Pluto is pictured from a million miles away in this July 11, 2015 handout image from New Horizons' Long Range Reconnaissance Imager (LORRI). New Horizons will make its closest approach to Pluto on July 14, 2015 .
Pluto is pictured from a million miles away in this July 11, 2015 handout image from New Horizons' Long Range Reconnaissance Imager (LORRI). New Horizons will make its closest approach to Pluto on July 14, 2015 . PHOTO: REUTERS

SYDNEY (Reuters) - A space tracking station surrounded by cows in an Australian valley will on Tuesday become the first place in the world to get close-up images of Pluto, the most distant planetary body ever explored.

After 9.5 years of traveling 5.3 billion km, National Aeronautics and Space Administration (Nasa) spacecraft New Horizons will get within 12,500km of Pluto on Tuesday evening.

The spacecraft has been sent specifically to take pictures of Pluto, a part of the solar system that has been in deep freeze for billions of years. The data will be relayed back to the tracking station at Canberra's Deep Space Communication Complex (CDSCC).

"It's very exciting because we have never ever visited Pluto, either by robots or man missions because it is so far away," CDSCC director Ed Kruzins told Reuters.

Up to now, little has been known about Pluto, the most distant planetary body in the solar system and the last to be explored by Nasa.

It was downgraded from a planet to a dwarf planet in 2006 and is thought to contain important clues about the origins of the solar system.
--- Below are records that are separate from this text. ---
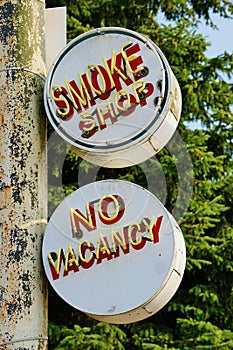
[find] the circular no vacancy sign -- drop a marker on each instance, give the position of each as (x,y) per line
(113,251)
(111,94)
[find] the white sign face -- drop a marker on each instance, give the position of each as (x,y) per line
(114,252)
(108,92)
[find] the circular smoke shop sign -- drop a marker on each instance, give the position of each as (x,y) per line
(113,251)
(112,95)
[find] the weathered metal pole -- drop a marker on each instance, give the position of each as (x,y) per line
(23,188)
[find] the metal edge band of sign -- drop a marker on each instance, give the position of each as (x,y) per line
(73,43)
(23,340)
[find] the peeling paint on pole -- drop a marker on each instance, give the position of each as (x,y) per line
(23,188)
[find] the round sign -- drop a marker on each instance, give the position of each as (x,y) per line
(113,251)
(112,95)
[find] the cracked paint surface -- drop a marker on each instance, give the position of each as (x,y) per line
(23,184)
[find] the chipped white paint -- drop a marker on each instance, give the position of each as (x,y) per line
(23,191)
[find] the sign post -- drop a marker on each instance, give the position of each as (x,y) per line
(23,188)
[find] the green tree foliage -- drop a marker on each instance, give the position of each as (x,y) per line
(200,314)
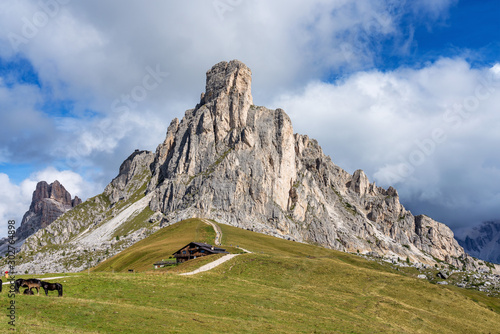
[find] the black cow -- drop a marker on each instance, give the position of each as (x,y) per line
(52,286)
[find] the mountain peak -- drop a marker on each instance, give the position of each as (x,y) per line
(228,96)
(49,201)
(228,78)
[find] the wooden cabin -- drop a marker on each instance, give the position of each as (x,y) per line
(164,263)
(196,249)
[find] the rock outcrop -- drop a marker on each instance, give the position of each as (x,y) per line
(47,204)
(483,241)
(242,165)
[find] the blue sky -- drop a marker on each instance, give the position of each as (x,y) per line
(407,91)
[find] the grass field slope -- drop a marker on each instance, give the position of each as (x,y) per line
(281,287)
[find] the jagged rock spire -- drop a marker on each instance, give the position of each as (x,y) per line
(49,201)
(228,95)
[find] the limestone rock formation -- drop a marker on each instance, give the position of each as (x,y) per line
(483,241)
(242,165)
(47,204)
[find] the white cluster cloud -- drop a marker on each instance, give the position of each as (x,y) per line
(429,132)
(15,199)
(97,58)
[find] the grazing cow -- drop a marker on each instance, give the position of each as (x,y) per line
(52,286)
(19,282)
(28,292)
(29,283)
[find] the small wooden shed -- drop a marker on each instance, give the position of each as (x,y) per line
(196,249)
(164,263)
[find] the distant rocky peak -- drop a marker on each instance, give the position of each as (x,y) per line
(55,191)
(49,201)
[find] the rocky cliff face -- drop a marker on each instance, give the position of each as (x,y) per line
(47,204)
(483,241)
(242,165)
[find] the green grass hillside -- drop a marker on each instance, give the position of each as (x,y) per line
(282,287)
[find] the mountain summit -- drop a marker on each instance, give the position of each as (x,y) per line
(242,165)
(49,201)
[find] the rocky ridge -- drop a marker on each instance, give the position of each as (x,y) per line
(483,241)
(242,165)
(48,203)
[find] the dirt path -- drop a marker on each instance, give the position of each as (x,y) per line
(211,265)
(218,238)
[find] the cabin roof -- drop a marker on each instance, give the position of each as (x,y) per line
(207,247)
"There's a feeling among scientists that Pluto probably will tell us what the early solar system looked like and it's now locked in deep freeze and maybe it will tell us what we once were, a long time ago," Mr Kruzins said.

New Horizons, the fastest spacecraft ever launched, is due to send a message that will be received by the Australian tracking station on Wednesday - a key message that will determine if the mission has been a success.
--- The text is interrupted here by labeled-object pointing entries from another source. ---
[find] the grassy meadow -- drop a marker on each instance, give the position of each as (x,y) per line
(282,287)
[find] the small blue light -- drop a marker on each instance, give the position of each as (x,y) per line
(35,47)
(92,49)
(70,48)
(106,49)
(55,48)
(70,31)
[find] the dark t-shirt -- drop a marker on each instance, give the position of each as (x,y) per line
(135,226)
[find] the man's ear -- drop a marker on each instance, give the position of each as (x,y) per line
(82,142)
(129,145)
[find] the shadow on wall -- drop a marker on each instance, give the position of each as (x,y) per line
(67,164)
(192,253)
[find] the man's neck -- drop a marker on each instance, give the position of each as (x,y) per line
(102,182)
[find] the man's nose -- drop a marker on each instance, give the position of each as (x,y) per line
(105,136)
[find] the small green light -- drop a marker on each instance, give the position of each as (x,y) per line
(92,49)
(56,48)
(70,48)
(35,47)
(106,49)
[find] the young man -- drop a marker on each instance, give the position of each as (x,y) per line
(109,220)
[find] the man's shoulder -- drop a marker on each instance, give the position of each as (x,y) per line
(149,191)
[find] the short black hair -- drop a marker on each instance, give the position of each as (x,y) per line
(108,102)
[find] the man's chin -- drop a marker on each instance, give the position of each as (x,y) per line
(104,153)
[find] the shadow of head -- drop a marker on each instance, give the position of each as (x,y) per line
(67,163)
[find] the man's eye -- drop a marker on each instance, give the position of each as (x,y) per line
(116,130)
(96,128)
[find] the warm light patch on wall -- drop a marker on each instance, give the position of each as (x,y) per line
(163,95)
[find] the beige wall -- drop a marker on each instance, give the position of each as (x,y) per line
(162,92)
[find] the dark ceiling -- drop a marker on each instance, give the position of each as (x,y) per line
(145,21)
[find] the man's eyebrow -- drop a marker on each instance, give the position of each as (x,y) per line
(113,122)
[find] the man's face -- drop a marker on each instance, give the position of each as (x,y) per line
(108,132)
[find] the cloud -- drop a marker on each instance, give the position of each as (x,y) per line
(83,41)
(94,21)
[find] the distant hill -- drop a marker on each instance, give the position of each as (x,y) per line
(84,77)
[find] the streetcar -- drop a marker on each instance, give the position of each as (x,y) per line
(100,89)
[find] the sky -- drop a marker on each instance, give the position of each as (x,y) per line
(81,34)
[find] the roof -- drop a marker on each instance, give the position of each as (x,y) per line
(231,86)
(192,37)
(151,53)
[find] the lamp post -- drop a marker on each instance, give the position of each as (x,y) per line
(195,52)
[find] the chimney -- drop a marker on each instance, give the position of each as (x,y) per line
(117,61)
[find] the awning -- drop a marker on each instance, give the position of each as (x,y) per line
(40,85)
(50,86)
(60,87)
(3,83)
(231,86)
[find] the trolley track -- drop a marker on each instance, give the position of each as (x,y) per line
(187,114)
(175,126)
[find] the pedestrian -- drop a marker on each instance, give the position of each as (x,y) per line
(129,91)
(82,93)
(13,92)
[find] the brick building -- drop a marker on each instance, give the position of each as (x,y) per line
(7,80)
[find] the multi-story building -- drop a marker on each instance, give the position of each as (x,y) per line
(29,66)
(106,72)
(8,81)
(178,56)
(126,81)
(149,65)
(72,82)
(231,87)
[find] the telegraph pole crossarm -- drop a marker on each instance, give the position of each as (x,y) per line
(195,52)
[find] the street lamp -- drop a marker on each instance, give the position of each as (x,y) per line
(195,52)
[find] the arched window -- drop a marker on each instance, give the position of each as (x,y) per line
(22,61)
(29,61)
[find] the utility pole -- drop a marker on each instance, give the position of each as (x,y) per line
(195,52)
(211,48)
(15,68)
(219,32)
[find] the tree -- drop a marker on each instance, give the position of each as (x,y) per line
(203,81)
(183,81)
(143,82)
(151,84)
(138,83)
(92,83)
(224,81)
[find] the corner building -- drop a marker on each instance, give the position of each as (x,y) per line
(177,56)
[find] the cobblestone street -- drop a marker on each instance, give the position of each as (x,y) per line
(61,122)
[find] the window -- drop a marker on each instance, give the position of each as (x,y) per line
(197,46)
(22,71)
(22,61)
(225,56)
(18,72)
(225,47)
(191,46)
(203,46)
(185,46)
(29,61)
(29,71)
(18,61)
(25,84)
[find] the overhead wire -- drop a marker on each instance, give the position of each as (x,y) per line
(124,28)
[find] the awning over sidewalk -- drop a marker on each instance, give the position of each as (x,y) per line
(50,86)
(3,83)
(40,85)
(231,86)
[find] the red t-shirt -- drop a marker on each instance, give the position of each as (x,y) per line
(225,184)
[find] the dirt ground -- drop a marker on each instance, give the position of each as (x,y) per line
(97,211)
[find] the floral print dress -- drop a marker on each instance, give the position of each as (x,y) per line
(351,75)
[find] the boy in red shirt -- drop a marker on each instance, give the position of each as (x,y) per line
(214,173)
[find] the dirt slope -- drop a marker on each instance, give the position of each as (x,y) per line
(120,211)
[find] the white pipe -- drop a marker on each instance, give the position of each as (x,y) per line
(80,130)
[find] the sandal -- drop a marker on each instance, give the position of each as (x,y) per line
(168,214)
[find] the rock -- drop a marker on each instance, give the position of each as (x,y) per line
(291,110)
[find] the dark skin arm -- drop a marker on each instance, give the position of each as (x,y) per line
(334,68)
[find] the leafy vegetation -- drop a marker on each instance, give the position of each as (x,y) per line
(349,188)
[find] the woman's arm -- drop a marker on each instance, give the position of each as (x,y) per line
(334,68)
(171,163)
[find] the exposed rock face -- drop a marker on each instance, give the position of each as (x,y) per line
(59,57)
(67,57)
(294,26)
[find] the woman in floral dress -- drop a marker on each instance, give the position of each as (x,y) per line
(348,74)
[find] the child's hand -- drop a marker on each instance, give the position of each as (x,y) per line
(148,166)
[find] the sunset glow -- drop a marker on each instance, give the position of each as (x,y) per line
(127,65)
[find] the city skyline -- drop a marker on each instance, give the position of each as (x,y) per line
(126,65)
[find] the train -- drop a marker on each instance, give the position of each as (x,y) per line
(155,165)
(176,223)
Each piece of data will then take about 4.5 hours to transmit, with the full dataset taking about 15 months to complete.

New Horizons will travel at 58,000km per hour past Pluto, Kruzins said, which could pose a problem if there is any space debris.

"Even a grain of sand would cause significant damage to the vehicle, it would be like being hit by a brick at 70 kmh," Mr Kruzins said.

The tracking station, 35km from the capital of Canberra, is part of Nasa's Deep Space network and is one of only three tracking stations in the world.

New Horizons will be at its closest to Pluto for about 24 hours before continuing on its journey to the outer solar system.